With or without China Cameco should boost sales and earnings on Japanese demand for a couple of years. It won't be the biggest mover in the uranium space, but it should be the most consistent, and in my view, still has room to grow. I don't think everything on the supply side of the business has been priced in yet.
If it does manage to win some business from China, the long-term outlook for the company looks a lot stronger than it does now.
So at a time when uranium inventory has tightened, energy utilities are starting to increase contracts, which will in turn continue to drive up the price of uranium as more nuclear plants restart.
That, and sales cuts in the U.S., which used to be five million pounds a year, is turning this into a transitioning bullish uranium market, which should drive up the price of uranium much higher, and push up the revenue and earnings Cameco generates.
While I don't see a huge upward move in Cameco's share price, I think it does have enough impetus and catalysts remaining to make it a safer and less volatile uranium holding than some of its smaller competitors.
The good news is most of the market has ignored uranium since it entered into the lengthy and deep bear market. Once it discovers the positive catalysts driving it, it will generate some solid returns for traders.

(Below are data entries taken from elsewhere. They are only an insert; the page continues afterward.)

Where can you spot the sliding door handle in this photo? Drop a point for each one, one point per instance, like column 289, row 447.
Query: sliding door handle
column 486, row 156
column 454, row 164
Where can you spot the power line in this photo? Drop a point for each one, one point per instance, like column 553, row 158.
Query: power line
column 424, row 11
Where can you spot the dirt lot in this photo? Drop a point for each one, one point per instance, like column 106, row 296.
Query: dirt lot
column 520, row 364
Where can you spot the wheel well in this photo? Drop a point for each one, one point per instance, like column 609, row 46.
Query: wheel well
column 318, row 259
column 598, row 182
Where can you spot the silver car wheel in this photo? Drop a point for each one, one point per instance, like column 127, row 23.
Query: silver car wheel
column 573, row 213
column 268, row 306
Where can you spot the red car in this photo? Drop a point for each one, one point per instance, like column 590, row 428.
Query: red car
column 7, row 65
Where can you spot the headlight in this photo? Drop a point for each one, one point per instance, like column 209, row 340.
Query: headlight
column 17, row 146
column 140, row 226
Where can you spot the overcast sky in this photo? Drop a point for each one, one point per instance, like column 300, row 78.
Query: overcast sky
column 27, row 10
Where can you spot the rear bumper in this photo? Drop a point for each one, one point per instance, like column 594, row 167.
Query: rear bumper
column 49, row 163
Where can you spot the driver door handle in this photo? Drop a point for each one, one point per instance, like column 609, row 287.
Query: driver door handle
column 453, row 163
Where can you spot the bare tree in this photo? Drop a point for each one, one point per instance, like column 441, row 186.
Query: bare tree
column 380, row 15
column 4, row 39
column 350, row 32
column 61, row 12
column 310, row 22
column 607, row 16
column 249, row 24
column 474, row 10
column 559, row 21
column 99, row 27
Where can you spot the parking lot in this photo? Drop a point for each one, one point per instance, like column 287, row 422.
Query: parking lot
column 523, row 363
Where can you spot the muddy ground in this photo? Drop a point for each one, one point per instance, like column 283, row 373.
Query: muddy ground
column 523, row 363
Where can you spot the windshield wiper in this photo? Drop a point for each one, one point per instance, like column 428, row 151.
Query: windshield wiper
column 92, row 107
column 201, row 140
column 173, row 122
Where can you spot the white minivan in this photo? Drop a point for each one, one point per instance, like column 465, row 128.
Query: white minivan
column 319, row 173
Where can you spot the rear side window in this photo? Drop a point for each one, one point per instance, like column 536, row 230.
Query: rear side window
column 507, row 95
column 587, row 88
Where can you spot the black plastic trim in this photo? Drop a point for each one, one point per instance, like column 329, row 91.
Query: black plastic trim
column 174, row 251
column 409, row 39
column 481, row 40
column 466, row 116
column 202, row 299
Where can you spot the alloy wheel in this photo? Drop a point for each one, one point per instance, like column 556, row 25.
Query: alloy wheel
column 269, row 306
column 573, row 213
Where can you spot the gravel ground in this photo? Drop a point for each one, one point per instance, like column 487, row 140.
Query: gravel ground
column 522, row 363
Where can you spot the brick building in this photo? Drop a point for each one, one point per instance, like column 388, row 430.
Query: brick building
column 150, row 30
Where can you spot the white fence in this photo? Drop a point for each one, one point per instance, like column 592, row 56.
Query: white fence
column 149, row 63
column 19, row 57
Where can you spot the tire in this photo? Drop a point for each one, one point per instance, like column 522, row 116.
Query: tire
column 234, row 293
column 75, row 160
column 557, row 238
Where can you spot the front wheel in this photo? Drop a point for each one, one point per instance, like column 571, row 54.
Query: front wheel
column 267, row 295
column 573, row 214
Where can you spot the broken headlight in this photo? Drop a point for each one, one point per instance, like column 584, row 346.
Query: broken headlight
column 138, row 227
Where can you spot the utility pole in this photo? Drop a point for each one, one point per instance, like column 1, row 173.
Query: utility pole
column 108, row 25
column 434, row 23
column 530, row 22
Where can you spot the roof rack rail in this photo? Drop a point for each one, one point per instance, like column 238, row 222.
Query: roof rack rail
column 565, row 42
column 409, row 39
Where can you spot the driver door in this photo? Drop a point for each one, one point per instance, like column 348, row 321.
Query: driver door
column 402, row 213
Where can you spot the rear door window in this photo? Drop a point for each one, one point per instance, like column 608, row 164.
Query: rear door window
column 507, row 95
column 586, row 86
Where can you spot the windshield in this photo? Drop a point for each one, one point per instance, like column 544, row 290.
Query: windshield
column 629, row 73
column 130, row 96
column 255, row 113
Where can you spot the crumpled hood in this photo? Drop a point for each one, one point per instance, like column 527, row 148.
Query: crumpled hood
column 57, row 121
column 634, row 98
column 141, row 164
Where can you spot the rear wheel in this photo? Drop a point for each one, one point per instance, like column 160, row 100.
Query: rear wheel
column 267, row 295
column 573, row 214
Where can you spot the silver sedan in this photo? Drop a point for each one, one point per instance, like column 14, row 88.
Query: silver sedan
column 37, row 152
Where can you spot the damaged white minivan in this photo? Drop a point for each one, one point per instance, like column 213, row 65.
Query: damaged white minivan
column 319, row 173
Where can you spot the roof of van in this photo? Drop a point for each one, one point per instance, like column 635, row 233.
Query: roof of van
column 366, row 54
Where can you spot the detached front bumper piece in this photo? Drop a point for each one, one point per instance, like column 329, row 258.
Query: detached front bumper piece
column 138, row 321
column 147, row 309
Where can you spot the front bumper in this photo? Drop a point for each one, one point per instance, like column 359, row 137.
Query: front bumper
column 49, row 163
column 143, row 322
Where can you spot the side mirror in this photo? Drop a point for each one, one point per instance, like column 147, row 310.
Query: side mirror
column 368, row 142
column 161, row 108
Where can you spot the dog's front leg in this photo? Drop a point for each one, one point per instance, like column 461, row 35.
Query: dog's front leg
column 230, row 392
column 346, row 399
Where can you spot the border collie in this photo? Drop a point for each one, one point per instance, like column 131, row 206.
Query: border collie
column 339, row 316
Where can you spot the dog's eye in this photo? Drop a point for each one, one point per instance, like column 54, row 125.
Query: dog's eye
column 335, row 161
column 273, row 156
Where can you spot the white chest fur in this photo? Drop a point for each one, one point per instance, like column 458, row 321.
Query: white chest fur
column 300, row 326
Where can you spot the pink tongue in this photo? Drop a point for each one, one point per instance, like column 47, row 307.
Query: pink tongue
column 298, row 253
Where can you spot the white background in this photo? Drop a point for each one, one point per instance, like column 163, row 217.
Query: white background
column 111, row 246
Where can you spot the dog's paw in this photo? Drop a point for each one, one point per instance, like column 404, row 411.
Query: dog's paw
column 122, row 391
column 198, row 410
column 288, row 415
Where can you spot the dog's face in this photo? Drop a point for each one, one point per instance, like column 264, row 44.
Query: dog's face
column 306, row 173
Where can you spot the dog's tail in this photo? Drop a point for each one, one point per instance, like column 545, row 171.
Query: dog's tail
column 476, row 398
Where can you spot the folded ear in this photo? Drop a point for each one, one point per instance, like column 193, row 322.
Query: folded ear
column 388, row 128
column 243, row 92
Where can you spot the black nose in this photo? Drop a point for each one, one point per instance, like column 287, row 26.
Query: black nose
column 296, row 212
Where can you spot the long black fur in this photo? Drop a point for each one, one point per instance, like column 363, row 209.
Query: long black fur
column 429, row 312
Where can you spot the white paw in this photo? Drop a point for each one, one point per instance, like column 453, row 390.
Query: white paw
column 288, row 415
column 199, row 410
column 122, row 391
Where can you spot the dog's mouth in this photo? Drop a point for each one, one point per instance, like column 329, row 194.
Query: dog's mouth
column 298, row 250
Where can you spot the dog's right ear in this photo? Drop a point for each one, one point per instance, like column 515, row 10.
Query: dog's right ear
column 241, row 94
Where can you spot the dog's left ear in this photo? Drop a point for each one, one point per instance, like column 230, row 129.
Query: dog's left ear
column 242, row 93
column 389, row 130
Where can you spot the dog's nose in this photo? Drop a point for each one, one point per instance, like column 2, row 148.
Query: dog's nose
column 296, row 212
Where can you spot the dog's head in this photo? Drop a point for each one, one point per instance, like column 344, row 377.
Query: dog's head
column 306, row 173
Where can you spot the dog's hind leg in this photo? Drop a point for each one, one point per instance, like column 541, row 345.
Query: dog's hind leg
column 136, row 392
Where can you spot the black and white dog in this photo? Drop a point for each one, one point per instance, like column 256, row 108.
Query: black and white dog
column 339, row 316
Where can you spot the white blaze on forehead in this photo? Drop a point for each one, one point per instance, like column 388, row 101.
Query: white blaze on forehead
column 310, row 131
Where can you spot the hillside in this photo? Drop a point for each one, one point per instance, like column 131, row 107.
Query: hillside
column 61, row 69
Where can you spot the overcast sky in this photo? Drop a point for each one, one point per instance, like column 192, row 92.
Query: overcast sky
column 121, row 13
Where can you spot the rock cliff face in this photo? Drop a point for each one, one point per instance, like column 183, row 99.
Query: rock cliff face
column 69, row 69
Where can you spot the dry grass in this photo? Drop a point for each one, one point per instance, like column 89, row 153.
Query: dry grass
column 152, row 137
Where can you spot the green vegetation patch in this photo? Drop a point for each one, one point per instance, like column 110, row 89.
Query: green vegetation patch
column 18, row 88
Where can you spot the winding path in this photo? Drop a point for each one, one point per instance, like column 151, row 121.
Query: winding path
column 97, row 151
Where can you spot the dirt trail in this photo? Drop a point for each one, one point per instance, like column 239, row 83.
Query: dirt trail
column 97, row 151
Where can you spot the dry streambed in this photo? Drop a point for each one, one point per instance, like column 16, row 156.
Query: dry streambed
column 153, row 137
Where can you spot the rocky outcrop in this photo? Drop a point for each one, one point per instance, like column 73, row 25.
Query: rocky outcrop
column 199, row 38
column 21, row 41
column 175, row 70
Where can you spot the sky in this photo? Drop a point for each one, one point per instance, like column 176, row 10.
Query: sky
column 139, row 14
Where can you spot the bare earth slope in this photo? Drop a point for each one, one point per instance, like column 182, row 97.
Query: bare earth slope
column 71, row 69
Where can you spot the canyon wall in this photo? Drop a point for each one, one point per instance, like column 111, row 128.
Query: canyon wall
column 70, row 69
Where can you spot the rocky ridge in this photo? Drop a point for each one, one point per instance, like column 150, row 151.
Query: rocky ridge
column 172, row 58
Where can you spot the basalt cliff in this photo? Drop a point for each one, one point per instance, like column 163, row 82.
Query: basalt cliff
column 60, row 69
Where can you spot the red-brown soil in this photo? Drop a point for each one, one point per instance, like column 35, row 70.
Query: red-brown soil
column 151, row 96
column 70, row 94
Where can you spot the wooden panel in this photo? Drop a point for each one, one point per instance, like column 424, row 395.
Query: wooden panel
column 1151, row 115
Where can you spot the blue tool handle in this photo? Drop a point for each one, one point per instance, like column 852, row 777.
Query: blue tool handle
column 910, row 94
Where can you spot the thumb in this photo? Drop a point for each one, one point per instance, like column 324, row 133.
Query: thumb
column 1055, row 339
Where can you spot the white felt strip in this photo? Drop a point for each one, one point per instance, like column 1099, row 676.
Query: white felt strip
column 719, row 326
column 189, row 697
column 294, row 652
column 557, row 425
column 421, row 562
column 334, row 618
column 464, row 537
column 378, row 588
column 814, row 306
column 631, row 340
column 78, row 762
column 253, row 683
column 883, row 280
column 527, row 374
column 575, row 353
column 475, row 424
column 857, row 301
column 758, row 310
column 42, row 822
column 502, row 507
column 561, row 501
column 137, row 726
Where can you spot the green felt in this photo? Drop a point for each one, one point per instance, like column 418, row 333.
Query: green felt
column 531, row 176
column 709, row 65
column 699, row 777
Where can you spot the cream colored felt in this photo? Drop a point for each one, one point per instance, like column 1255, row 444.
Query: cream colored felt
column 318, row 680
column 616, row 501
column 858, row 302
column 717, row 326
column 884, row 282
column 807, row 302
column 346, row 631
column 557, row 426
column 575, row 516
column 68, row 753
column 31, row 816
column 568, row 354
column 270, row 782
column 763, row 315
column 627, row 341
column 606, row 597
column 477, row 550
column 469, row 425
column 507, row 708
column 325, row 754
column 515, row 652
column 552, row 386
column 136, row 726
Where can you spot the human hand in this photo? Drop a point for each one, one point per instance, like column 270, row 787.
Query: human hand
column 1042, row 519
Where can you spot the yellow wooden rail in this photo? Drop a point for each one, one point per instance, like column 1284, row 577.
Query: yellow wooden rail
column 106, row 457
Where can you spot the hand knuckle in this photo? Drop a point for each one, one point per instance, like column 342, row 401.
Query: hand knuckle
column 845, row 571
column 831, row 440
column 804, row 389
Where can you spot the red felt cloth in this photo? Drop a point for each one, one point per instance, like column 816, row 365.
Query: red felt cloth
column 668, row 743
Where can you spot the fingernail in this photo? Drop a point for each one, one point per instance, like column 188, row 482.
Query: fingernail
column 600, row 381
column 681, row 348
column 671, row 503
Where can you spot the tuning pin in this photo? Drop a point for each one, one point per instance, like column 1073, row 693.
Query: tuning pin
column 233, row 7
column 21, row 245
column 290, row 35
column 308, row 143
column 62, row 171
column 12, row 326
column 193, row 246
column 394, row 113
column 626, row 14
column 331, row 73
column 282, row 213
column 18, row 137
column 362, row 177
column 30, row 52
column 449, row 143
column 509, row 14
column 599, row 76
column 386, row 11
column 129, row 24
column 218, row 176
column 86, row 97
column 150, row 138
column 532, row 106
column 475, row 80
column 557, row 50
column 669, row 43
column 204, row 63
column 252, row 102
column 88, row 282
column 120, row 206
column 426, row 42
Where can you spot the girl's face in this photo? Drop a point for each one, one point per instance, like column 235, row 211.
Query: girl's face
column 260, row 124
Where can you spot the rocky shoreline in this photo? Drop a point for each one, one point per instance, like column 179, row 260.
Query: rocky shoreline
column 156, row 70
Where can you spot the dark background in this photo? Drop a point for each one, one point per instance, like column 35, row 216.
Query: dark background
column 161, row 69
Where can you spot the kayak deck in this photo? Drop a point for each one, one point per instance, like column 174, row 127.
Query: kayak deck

I think the reason this is likely to be sustainable is because speculators appear to have ignored the price move of uranium over the last year or so, and that is probably why the price has behaved in a more incremental manner than in the wild swings in 2017. That suggests to me investors with a longer term outlook have taken positions in the sector, implying a more healthy and consistent market performance.
We're likely to see another surge in uranium prices, but it'll be based upon a higher bottom and lower ceiling, which should limit the price swings. That will attract more investors and fewer speculators.
For that reason, Cameco isn't going to generate the strongest results within the uranium sector, but it should provide a safer and steadier long-term performance.
Disclosure: I/we have no positions in any stocks mentioned, and no plans to initiate any positions within the next 72 hours. I wrote this article myself, and it expresses my own opinions. I am not receiving compensation for it (other than from Seeking Alpha). I have no business relationship with any company whose stock is mentioned in this article.